American Airlines for example is indeed just an American airline. The Container Store, Vision Center, General Motors, International business machines (IBM), the list goes on.
Even Microsoft is just a contraction of their original product, microcomputer software.
Hopefully that was also a family suggestion because I can't think of a more sloppy name than "Microcomputer software"
That's not the reason they can't. They can't register the trademark because it's a descriptive one.
If I try to trademark "hacker forum", an EU trademark officer will reject it not because my website doesn't have hackers on it, but because it's descriptive and prevents others from starting hacker forums.
So
> They could call themselves... ClosedAI
is also incorrect, because it's descriptive as well.

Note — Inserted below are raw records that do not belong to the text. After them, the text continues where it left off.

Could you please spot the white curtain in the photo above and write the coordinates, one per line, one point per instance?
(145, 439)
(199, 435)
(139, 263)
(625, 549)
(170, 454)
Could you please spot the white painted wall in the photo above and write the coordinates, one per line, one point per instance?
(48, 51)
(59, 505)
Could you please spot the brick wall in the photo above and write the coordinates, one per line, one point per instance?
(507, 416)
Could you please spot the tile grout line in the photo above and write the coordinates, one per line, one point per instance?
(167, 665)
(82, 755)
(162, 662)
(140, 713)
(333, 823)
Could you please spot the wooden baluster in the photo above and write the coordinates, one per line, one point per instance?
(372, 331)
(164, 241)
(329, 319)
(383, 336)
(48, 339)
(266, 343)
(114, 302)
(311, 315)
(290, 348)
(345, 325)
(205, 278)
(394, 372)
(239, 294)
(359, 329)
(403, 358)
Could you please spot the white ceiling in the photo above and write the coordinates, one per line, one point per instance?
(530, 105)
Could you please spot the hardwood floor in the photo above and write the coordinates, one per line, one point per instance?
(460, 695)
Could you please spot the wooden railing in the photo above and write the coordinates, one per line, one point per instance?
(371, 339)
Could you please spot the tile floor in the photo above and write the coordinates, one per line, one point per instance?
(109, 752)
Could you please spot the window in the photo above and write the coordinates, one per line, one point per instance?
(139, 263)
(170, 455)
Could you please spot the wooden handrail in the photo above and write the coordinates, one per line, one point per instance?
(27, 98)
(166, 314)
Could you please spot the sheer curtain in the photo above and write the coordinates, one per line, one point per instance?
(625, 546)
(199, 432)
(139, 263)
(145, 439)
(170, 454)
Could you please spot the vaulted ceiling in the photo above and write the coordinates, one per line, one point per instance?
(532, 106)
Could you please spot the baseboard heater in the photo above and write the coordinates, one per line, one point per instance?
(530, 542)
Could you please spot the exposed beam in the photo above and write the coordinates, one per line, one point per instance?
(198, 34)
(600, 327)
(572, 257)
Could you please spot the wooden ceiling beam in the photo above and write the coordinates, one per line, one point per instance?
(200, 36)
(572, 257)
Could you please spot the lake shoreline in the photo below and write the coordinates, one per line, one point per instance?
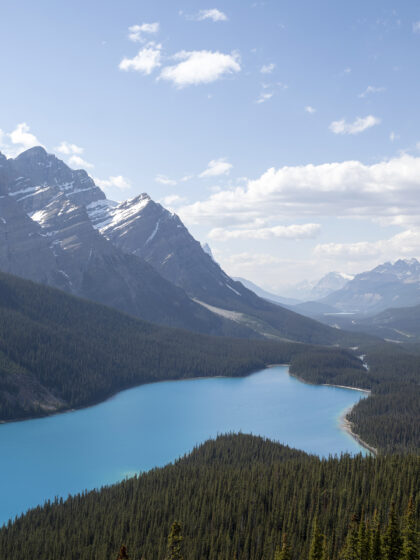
(345, 424)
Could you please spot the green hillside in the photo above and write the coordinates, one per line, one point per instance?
(59, 352)
(235, 497)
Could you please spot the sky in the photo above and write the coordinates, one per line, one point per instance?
(285, 133)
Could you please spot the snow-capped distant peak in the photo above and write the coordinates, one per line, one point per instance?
(206, 249)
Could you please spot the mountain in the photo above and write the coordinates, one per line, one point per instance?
(388, 285)
(232, 498)
(144, 228)
(59, 229)
(47, 236)
(265, 294)
(58, 351)
(329, 283)
(395, 324)
(314, 290)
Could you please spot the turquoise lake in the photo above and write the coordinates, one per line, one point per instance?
(152, 425)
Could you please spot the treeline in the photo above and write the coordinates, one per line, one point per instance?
(365, 540)
(389, 419)
(237, 497)
(59, 352)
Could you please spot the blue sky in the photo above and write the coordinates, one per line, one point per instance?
(196, 102)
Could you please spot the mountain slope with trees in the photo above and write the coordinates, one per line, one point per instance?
(59, 352)
(236, 497)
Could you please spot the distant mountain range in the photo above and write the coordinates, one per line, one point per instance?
(388, 285)
(314, 290)
(267, 295)
(58, 228)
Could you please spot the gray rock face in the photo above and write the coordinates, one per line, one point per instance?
(136, 256)
(35, 168)
(46, 236)
(144, 228)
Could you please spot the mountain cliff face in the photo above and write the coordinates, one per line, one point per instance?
(388, 285)
(58, 228)
(144, 228)
(47, 236)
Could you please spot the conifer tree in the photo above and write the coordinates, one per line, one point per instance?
(175, 539)
(316, 552)
(375, 539)
(363, 539)
(410, 535)
(123, 554)
(351, 548)
(283, 553)
(392, 537)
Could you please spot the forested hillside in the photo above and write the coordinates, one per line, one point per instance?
(236, 497)
(389, 419)
(59, 352)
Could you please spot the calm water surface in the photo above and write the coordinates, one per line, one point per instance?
(154, 424)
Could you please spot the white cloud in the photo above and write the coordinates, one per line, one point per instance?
(305, 231)
(172, 199)
(250, 260)
(406, 243)
(216, 167)
(117, 181)
(136, 31)
(79, 162)
(264, 97)
(388, 190)
(268, 68)
(164, 180)
(67, 149)
(200, 67)
(186, 178)
(371, 89)
(359, 125)
(21, 136)
(147, 59)
(213, 14)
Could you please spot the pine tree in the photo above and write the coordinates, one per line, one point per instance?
(283, 553)
(175, 539)
(363, 538)
(123, 554)
(316, 552)
(375, 539)
(351, 548)
(410, 535)
(392, 537)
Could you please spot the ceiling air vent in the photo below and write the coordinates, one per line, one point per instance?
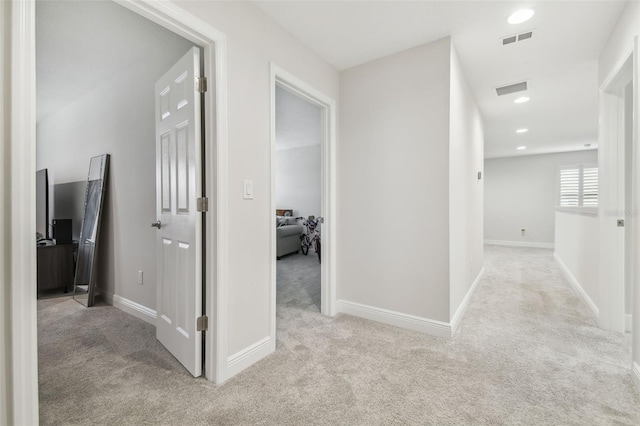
(511, 88)
(517, 37)
(525, 36)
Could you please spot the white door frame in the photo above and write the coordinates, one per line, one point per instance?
(611, 161)
(328, 193)
(23, 389)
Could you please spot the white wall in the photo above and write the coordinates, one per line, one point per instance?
(576, 247)
(117, 118)
(466, 192)
(5, 280)
(393, 173)
(298, 180)
(620, 40)
(521, 192)
(622, 37)
(253, 41)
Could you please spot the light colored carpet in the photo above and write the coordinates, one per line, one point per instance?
(527, 352)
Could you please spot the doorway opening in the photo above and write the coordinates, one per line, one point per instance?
(23, 172)
(305, 186)
(104, 102)
(298, 202)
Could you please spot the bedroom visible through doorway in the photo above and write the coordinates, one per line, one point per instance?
(298, 197)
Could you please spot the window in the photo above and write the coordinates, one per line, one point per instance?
(579, 186)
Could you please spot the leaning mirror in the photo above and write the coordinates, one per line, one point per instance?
(86, 267)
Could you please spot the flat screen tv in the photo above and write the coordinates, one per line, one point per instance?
(42, 203)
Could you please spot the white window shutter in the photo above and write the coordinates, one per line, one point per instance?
(570, 187)
(579, 186)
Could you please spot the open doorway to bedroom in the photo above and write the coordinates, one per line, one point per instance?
(298, 198)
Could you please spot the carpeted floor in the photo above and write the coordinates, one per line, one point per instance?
(527, 352)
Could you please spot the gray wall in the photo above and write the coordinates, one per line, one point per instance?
(298, 180)
(115, 117)
(466, 192)
(409, 204)
(521, 192)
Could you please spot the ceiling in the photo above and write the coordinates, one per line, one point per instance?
(298, 121)
(82, 44)
(559, 62)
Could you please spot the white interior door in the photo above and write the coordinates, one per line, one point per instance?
(179, 234)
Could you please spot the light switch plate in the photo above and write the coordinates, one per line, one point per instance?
(247, 193)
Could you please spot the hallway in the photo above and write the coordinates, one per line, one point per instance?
(527, 352)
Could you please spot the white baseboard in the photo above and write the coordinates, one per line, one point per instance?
(635, 373)
(576, 286)
(132, 308)
(249, 356)
(397, 319)
(462, 309)
(530, 244)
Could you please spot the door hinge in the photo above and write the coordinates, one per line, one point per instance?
(202, 323)
(201, 84)
(203, 204)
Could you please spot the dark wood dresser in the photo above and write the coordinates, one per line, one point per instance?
(55, 267)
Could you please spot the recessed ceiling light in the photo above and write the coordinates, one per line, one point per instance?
(520, 16)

Not the issue. Per the ruling even if their AI was open they still couldn't have the trademark.
There were even some legal battles between them, see https://en.wikipedia.org/wiki/Apple_Corps_v_Apple_Computer
Apparently it ended with Apple Computers buying the trademark from Apple (record company) and then licencing it back (weird but ok).
The only people naming something "OpenAI" are going to be trying to trick you into downloading their scammy chatGPT clone.
Ah yes, chosing a name that transports openness and transparency when the opposite is the case, and complaining about not being able to register that name as a trademark, which will cause financial harm the said company -- but somehow there's still people to spin it the other way around so it harms consumers now, therefore it was a bad decision.
That's the definition of anti-consumer behavior
What will harm consumers is the scammy "OpenAI" chat app that I can now legally upload to app stores in the EU, in hopes of tricking people into thinking it's a genuine app.